O fenômeno, hoje conhecido como turismo excessivo, está frustrando todo mundo: os visitantes, as instituições anfitriãs e os países anfitriões, afirma Marina Novelli, professora de turismo na Universidade de Brighton, na Inglaterra. "Essa percepção de que tenho o direito de viajar e ir aonde quiser, quando quiser, não é mais possível. Vivemos em um mundo superpopuloso e as viagens estão igualmente superlotadas", explicou.

Turismo qualitativo

Novelli argumentou que os países deveriam parar de tentar atingir índices cada vez maiores no turismo e adotar uma postura mais qualitativa em relação ao costume de viajar. Instituições culturais, como o Louvre, deveriam fazer com que as pessoas se sentissem mais responsáveis pelos danos que a ocupação excessiva pode causar a museus e patrimônios históricos e tentassem mudar seu comportamento, ela acrescentou. É como entrar em um elevador, ilustrou: se tem muita gente, "você vai ficar preso".

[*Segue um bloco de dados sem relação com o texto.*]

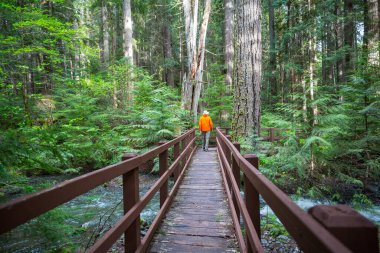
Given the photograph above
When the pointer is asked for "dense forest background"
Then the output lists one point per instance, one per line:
(83, 81)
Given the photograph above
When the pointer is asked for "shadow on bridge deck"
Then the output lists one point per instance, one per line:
(199, 219)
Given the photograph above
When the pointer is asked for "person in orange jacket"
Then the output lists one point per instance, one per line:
(205, 126)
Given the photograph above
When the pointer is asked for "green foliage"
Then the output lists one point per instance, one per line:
(217, 98)
(155, 115)
(273, 226)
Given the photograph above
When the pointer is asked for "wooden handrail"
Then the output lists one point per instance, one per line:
(25, 208)
(310, 235)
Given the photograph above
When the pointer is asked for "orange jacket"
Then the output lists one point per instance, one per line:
(205, 123)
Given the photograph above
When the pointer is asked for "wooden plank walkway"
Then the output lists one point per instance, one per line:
(199, 219)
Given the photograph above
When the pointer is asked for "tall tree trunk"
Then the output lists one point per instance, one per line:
(247, 82)
(168, 54)
(371, 30)
(228, 41)
(272, 52)
(190, 10)
(349, 36)
(128, 46)
(200, 59)
(105, 38)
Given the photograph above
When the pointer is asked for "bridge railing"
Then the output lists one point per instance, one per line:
(28, 207)
(323, 229)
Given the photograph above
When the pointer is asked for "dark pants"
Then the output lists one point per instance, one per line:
(205, 138)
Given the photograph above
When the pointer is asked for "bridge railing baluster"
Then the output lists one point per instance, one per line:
(312, 233)
(130, 198)
(236, 173)
(176, 152)
(163, 167)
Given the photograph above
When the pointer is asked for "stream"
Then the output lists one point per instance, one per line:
(78, 223)
(372, 213)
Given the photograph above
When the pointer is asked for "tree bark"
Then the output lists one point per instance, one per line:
(371, 31)
(247, 83)
(349, 34)
(105, 38)
(168, 54)
(190, 10)
(128, 32)
(200, 59)
(272, 52)
(228, 41)
(128, 47)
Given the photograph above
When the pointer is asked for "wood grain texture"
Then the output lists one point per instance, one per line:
(199, 219)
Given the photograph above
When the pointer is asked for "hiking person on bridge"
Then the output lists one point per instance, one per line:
(205, 126)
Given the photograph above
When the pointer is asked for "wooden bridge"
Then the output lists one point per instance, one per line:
(207, 211)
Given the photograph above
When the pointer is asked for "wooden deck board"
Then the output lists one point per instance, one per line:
(199, 219)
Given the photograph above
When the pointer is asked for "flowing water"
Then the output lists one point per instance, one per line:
(372, 213)
(79, 222)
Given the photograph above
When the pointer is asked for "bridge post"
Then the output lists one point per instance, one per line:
(351, 228)
(252, 200)
(236, 173)
(227, 153)
(130, 197)
(176, 153)
(183, 161)
(163, 164)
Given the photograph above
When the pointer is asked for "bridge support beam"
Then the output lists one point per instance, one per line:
(176, 152)
(252, 200)
(163, 164)
(130, 198)
(236, 173)
(351, 228)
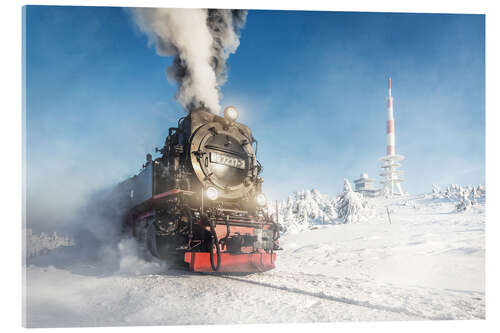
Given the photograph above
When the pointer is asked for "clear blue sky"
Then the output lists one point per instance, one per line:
(312, 86)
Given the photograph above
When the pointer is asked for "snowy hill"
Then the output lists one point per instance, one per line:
(425, 262)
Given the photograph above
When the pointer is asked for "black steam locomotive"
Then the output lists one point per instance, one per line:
(201, 203)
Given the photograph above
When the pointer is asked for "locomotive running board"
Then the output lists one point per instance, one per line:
(231, 263)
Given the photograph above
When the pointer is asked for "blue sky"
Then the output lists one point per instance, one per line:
(312, 86)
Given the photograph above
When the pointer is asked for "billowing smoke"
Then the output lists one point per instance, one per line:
(200, 40)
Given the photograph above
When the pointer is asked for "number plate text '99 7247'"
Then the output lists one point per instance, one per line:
(231, 161)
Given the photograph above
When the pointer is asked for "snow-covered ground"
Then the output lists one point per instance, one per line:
(428, 263)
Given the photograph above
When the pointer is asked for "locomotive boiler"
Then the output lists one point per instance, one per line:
(200, 204)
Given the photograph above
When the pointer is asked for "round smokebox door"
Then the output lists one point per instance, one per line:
(226, 160)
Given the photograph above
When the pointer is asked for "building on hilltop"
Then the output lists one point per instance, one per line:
(364, 185)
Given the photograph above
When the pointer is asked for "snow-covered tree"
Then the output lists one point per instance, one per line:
(305, 208)
(350, 205)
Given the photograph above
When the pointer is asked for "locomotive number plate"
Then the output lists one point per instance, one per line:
(231, 161)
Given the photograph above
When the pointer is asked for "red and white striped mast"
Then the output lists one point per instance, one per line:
(391, 177)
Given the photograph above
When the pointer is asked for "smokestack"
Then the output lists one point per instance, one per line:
(391, 176)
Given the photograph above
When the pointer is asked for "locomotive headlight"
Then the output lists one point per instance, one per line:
(260, 199)
(212, 193)
(231, 113)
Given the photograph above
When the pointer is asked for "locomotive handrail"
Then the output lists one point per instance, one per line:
(227, 151)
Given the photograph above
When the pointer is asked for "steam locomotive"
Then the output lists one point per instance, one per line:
(201, 203)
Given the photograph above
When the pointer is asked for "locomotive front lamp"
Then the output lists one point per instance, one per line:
(260, 199)
(212, 193)
(231, 113)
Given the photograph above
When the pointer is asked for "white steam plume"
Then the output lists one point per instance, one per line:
(200, 40)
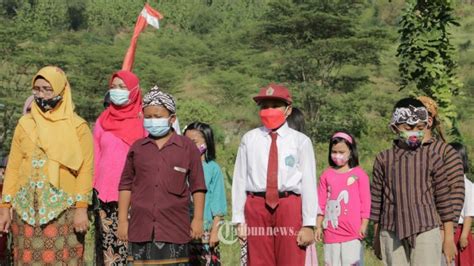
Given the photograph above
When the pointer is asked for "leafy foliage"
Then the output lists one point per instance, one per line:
(427, 55)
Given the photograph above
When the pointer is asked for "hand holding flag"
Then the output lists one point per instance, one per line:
(147, 16)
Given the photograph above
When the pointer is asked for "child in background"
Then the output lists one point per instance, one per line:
(344, 197)
(161, 172)
(463, 236)
(206, 252)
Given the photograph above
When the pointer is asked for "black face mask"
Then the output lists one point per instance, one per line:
(46, 105)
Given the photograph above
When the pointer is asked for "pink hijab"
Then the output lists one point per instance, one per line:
(125, 122)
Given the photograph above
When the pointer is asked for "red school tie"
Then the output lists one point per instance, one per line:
(271, 195)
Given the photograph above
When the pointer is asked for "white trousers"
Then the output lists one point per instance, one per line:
(344, 254)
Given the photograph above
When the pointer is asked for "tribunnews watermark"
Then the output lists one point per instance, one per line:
(228, 232)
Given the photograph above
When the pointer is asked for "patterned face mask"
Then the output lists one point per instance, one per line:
(412, 138)
(49, 104)
(411, 116)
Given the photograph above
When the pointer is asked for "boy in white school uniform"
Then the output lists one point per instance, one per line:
(274, 196)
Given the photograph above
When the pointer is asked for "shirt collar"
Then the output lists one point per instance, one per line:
(175, 139)
(282, 132)
(425, 143)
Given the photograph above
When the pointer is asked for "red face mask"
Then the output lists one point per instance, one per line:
(272, 118)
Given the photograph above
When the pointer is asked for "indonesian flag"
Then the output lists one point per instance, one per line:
(147, 16)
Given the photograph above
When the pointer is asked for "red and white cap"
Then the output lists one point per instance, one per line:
(274, 92)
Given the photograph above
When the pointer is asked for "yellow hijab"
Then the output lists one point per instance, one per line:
(56, 129)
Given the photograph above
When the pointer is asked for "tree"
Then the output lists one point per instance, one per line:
(427, 64)
(316, 42)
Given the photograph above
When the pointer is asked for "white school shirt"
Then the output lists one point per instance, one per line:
(468, 208)
(296, 170)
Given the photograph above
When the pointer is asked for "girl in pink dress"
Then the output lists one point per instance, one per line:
(344, 202)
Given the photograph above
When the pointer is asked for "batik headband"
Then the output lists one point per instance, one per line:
(342, 135)
(157, 97)
(411, 115)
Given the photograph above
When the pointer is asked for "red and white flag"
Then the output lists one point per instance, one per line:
(147, 16)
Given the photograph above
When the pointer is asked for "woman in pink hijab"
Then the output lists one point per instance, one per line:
(116, 129)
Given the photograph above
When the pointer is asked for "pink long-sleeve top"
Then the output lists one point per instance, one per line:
(110, 153)
(344, 200)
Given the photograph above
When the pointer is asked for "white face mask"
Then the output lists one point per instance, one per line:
(157, 127)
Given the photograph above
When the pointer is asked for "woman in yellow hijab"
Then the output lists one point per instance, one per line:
(48, 180)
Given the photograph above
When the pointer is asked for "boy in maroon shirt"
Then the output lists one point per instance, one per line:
(154, 185)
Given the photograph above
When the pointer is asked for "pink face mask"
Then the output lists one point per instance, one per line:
(340, 159)
(202, 148)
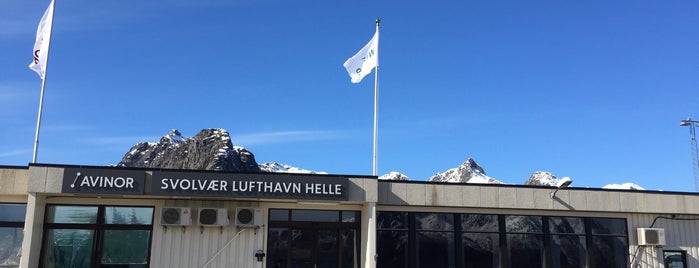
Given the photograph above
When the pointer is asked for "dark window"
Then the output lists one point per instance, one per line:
(418, 239)
(123, 236)
(608, 245)
(480, 240)
(675, 259)
(11, 225)
(313, 238)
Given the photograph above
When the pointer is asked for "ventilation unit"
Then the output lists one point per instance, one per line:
(213, 217)
(651, 236)
(248, 217)
(176, 216)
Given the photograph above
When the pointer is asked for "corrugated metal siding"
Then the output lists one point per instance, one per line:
(681, 233)
(193, 246)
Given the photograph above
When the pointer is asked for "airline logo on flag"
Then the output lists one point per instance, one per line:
(41, 46)
(361, 64)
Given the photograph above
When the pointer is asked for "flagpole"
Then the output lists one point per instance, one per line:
(43, 85)
(376, 102)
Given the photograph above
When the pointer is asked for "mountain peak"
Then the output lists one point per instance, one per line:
(468, 172)
(210, 149)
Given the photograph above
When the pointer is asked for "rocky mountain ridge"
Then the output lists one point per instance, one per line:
(212, 149)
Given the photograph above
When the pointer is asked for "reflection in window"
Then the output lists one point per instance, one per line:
(481, 250)
(71, 214)
(435, 249)
(608, 252)
(568, 251)
(315, 215)
(526, 250)
(126, 247)
(72, 232)
(128, 215)
(11, 224)
(68, 248)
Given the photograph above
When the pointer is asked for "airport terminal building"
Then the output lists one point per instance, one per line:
(87, 216)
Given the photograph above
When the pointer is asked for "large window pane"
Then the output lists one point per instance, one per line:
(523, 224)
(315, 215)
(434, 221)
(479, 223)
(568, 251)
(126, 247)
(68, 248)
(10, 246)
(526, 250)
(391, 220)
(608, 252)
(13, 212)
(128, 215)
(71, 214)
(277, 247)
(349, 246)
(435, 249)
(481, 250)
(278, 214)
(608, 226)
(392, 248)
(566, 225)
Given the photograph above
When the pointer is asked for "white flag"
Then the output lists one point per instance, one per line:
(41, 46)
(361, 64)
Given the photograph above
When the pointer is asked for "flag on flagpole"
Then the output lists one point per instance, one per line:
(361, 64)
(41, 46)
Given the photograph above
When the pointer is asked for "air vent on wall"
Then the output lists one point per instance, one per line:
(248, 217)
(213, 217)
(181, 216)
(651, 236)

O Louvre começou a introduzir medidas de controle de tráfego mais rígidas. O vice-diretor administrativo do museu, Vincent Pomarède, anunciou que, a partir de outubro ou novembro, todos os visitantes – mesmo os que têm direito à entrada gratuita e os portadores de passes que garantem a entrada em todos os museus de Paris – precisarão agendar um horário de visitação. Inicialmente, a medida estava programada para o início do ano que vem.

Novelli defendeu uma saída ainda mais radical para proteger os locais mais importantes do mundo. "Se a maneira de lidar com isso é proibir o acesso a uma determinada atração, que assim seja", sentenciou.